Hans-Christian Schmid (23, Crazy, Lichter, Requiem, Sturm) ist „Die wundersame Welt der Waschkraft“ mit einem ungewöhnlich offenen Konzept angegangen – ein Ansatz, der ihn gerade im Kontrast zu seiner Spielfilmarbeit reizte. So gab es kein Drehbuch, stattdessen begleiteten er und sein kleines Team eine Gruppe von Menschen über ein paar Monate hinweg - mit einer nicht mehr als skizzenhaften Absichtserklärung im Kopf. Ursprünglich verfolgte Schmid den Plan, einfach mit einer Videokamera in die Wäscherei zu fahren und möglichst viele der 400 dort beschäftigten Menschen zu interviewen. Doch die Arbeiter fürchteten, ihnen würde durch die Interviews zu viel Arbeitszeit verloren gehen. Deshalb disponierte der junge Filmemacher um und sprach über mehrere Tage hinweg gezielt Beschäftigte an.

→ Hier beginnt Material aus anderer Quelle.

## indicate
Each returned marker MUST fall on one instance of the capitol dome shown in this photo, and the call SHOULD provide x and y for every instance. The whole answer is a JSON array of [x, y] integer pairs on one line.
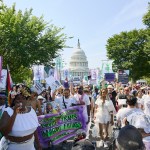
[[78, 65]]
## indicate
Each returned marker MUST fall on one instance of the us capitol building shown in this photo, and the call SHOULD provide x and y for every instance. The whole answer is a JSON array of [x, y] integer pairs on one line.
[[78, 65]]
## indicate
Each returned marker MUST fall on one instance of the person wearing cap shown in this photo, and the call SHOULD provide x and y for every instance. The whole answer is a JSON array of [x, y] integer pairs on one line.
[[131, 108], [129, 138], [142, 123]]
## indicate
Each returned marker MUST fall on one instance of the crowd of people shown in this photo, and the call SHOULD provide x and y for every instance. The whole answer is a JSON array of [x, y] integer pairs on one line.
[[130, 105]]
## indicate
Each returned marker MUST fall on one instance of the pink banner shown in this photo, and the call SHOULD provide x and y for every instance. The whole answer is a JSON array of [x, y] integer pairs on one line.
[[0, 67]]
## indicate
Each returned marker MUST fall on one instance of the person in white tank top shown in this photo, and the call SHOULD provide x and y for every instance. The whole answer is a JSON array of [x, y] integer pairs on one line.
[[19, 126]]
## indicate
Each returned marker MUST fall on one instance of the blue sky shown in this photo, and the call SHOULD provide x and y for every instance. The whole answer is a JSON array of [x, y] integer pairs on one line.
[[92, 21]]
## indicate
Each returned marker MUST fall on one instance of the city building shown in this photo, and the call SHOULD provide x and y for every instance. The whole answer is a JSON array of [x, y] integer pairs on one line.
[[78, 65]]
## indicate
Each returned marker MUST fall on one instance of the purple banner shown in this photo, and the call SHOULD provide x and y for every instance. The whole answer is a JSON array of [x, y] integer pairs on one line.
[[110, 77], [55, 128]]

Letztlich kamen nur kurze Interviews mit knapp 40 Mitarbeitern dabei heraus. Dafür aber konnte Schmid nun einige wenige Personen umso intensiver in seine Dokumentation einbinden.
„Man sammelt Material, noch ohne eine abgeschlossene Vorstellung der Dramaturgie im Kopf. Die Arbeit am Schneidetisch hat mehr Gewicht als der Schnitt eines Spielfilms.“ - Hans-Christian Schmid
Bei Dokumentarfilmen steht meist die Vermittlung von Informationen im Vordergrund. Der Unterhaltungsaspekt und auch die Ästhetik bleiben dabei oft auf der Strecke. Doch Schmid ist mit seinem Drei-Mann-Team, bestehend aus ihm, Bogumil Godfrejów (Kamera) und Malgorzata Zacharko-Galinska (Produktionsleiterin und Übersetzerin), immer ganz nah dran am Geschehen. Und das sieht nicht nur sehr gut aus, sondern schafft zugleich auch eine unheimliche Nähe zu den vier Frauen. Genau wie bei Lichter hat Schmids Stammkameramann Godfrejów mit einer Schulterkamera gearbeitet und versucht, das Geschehen so direkt wie möglich einzufangen. So übertragen die Einstellungen die emotionale Essenz der Szenen unmittelbar auf den Zuschauer.
„Die wundersame Welt der Waschkraft“ verzichtet auf jeglichen Kommentar. Einige wenige Male hört der Zuschauer Zacharko-Galinska oder Godfrejów eine Frage stellen, aber stets lässt Schmid die Interviewpassagen für sich sprechen. Dieser Minimalismus ist sicher nicht Jedermanns Sache, zumal manche Szenen doch etwas lang geraten sind. Dennoch zahlt sich diese Machart bei einer Dokumentation, die vor allem auf Authentizität bedacht ist, unbedingt aus. Die Kritik an den Arbeits- und Dienstleistungsbedingungen ist vielleicht nicht sonderlich spektakulär, dafür aber umso eindringlicher.
Ist sie also wunderbar, die wundersame Welt der Waschkraft? Für viele am unteren Ende der gesellschaftlichen Nahrungskette ganz sicher nicht! Das zeigt Schmid mit seiner Dokumentation, die die Kehrseite einer globalisierten Wirtschaft ins Bewusstsein ruft, auf völlig unprätentiöse Weise auf. Man muss nicht in die Ferne schweifen, um negative Folgen der zunehmenden internationalen Verflechtungen aufzuspüren – auch ein Blick in unser Nachbarland reicht vollkommen aus, um Ungerechtigkeiten im System auszumachen.